Airport Hotel Guests to get Access to Airmall

You won't have to be flying anymore to visit shops and restaurants in Pittsburgh International Airport's Airmall. But you will have to spend the night at the airport's Hyatt Regency Hotel.

Starting Monday, overnight guests at the Hyatt, which is on airport property, will have access to a one-of-a-kind perk -- they will be able to shop or dine in the boarding terminal without having a plane ticket.

Except for rare exceptions, the boarding terminal, which houses nearly all of the Airmall's shops and restaurants, has been off-limits to people who aren't flying since the Sept. 11, 2001, terrorist attacks.

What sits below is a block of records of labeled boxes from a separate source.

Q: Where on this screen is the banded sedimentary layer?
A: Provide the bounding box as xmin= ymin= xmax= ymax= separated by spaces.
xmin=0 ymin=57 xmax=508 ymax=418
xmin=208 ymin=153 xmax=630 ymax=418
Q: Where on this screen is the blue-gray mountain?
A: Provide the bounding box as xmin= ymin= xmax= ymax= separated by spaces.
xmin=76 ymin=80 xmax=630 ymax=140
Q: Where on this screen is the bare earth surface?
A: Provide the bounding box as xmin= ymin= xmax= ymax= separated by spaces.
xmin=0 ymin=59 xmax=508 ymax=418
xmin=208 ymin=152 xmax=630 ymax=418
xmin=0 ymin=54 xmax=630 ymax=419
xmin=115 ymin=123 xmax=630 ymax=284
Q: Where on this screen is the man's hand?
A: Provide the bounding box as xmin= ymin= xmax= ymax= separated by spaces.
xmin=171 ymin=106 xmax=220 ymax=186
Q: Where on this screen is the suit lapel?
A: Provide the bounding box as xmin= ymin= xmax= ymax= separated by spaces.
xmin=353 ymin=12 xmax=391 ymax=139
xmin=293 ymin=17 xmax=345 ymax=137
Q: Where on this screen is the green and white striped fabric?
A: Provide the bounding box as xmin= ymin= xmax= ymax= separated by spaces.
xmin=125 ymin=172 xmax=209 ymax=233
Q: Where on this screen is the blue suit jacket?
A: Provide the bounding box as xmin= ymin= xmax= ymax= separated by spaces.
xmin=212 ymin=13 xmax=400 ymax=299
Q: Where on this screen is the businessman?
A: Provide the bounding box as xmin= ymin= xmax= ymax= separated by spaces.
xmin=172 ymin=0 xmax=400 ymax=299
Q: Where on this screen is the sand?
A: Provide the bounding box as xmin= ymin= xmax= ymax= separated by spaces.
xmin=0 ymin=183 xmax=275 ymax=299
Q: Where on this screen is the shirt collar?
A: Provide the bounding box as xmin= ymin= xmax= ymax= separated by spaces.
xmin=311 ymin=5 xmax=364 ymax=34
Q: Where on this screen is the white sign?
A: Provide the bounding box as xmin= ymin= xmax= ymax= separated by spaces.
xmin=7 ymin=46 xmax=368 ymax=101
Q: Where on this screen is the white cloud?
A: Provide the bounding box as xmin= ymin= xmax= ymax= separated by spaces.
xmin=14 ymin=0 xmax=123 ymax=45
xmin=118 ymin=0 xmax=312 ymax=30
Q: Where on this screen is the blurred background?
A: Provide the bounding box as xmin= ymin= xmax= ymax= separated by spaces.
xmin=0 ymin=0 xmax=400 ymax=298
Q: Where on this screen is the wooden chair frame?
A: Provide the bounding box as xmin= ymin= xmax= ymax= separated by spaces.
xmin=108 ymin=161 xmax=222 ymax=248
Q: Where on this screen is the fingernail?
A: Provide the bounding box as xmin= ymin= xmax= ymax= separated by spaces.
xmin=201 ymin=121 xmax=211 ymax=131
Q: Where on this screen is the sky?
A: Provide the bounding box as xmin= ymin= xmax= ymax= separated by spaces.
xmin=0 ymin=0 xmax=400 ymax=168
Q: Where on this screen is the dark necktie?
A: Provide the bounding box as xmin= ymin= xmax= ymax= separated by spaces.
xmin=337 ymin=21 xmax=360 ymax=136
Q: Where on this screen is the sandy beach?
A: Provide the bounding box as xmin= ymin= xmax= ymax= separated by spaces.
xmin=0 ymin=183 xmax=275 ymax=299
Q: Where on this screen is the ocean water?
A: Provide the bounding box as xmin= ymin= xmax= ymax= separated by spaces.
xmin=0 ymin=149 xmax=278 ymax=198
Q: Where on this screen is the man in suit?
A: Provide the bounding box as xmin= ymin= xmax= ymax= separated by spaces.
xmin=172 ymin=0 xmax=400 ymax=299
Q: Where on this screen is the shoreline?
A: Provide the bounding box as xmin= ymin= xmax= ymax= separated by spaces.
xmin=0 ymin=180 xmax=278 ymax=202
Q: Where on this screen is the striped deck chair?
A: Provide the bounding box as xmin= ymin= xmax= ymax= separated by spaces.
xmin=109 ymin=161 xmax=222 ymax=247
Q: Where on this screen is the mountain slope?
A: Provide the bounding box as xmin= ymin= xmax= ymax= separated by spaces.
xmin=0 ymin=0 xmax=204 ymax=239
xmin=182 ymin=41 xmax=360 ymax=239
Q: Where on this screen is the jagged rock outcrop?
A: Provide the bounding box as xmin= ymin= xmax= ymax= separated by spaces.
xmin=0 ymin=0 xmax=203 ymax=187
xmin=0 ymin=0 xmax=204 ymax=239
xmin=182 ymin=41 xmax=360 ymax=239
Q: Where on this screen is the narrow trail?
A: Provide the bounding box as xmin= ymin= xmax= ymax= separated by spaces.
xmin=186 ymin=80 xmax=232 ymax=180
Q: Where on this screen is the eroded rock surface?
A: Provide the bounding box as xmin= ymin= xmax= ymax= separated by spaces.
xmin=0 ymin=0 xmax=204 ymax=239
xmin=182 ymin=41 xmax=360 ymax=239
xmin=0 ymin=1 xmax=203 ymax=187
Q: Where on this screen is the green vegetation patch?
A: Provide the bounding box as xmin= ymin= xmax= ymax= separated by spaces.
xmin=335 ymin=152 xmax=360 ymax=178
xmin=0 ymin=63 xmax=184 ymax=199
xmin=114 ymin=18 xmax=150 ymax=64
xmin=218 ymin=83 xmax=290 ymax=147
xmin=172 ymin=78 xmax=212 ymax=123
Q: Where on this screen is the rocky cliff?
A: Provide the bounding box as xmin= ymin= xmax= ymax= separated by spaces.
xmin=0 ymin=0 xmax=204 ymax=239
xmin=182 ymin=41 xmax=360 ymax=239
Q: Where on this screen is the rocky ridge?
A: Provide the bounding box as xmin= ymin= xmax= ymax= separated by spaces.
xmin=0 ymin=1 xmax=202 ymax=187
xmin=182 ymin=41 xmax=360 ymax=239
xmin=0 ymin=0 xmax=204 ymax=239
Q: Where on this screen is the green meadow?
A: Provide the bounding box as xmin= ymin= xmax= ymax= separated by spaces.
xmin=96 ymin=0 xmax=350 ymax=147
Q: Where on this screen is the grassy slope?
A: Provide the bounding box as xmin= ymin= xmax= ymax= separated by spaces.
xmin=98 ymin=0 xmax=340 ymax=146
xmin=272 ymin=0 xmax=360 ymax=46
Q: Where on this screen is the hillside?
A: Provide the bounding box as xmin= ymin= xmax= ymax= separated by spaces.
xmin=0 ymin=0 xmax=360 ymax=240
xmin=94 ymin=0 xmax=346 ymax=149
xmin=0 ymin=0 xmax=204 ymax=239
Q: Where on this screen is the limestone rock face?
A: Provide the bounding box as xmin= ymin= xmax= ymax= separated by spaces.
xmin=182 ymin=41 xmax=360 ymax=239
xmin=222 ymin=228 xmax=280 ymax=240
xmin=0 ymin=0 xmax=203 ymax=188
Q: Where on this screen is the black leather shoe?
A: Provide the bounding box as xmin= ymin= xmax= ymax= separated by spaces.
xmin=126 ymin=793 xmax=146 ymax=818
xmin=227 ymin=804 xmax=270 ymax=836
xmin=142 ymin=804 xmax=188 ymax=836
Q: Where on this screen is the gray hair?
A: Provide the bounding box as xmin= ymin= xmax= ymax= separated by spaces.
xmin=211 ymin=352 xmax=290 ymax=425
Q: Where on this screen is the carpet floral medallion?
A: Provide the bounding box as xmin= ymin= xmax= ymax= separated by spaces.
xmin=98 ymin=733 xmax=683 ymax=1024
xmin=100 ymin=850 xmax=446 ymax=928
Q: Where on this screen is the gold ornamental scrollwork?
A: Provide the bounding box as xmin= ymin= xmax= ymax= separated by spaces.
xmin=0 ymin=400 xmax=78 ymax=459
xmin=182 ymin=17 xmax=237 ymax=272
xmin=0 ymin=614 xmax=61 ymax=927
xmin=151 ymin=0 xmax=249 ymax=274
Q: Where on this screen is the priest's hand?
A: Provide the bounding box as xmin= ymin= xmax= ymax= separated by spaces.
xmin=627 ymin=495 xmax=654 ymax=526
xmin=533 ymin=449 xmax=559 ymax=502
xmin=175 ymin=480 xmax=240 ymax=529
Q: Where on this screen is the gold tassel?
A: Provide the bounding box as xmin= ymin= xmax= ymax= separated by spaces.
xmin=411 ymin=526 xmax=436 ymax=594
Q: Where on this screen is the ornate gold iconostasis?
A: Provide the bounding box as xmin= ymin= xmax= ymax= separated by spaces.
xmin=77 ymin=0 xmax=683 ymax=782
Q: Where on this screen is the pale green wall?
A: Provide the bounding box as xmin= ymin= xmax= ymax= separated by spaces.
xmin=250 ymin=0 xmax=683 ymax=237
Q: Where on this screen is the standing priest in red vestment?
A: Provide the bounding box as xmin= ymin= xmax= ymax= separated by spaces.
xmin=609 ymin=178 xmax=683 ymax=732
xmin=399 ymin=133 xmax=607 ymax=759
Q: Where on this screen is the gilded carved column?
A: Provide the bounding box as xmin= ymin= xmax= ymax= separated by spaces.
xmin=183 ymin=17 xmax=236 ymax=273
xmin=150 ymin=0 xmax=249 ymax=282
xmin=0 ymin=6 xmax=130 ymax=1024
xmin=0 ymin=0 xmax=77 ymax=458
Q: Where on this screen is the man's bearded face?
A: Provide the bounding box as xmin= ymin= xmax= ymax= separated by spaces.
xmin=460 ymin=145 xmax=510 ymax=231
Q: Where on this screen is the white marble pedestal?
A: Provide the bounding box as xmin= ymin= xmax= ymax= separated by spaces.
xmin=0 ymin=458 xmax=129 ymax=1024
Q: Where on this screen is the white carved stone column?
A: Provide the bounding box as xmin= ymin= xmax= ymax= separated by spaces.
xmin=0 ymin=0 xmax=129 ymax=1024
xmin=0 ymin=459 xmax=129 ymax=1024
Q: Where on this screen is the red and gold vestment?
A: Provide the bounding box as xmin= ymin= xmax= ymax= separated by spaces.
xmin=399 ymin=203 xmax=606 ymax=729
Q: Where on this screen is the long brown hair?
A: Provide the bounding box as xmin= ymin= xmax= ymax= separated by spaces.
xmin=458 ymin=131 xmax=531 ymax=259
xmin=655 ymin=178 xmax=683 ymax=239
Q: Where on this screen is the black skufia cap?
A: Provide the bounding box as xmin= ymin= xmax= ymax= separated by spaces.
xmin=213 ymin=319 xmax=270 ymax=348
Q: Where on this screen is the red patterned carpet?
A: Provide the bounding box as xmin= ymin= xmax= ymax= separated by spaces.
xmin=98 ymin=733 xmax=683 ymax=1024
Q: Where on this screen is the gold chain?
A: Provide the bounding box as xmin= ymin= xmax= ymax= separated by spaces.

The pilot program allowing Hyatt overnight guests access without a ticket is a small victory for the Allegheny County Airport Authority, but it's not nearly as broad as it wanted. It has been pushing for several years to allow all nonticketed visitors access to the Airmall.

"It's not to the extent we wanted it to go but it's a step in the right direction," authority Executive Director Kent George said.

To visit the shops and restaurants, hotel guests will be screened at the security checkpoint, just like fliers. They also will have to abide by all of the same restrictions, including the ban on liquids and gels that are more than three ounces in size.

Jay Kruisselbrink, vice president of development for BAA Pittsburgh, which operates the Airmall, said he's not sure exactly what impact the pilot program will have on business.

The Airmall has been able to hold its own -- last year the per passenger spending was more than $13, the highest ever at the airport -- despite dramatic cutbacks by dominant airline US Airways. The number of people passing through the airport has dropped from a high of about 20 million to about 10 million last year.

Anything that will add to that number is welcomed, Mr. Kruisselbrink said.

While the county's airport authority still would like to see the Airmall opened to all nonticketed visitors, Mr. George said he doesn't expect the U.S. Transportation Security Administration to allow that anytime soon.

"At this time, the climate isn't lending itself to that," he said.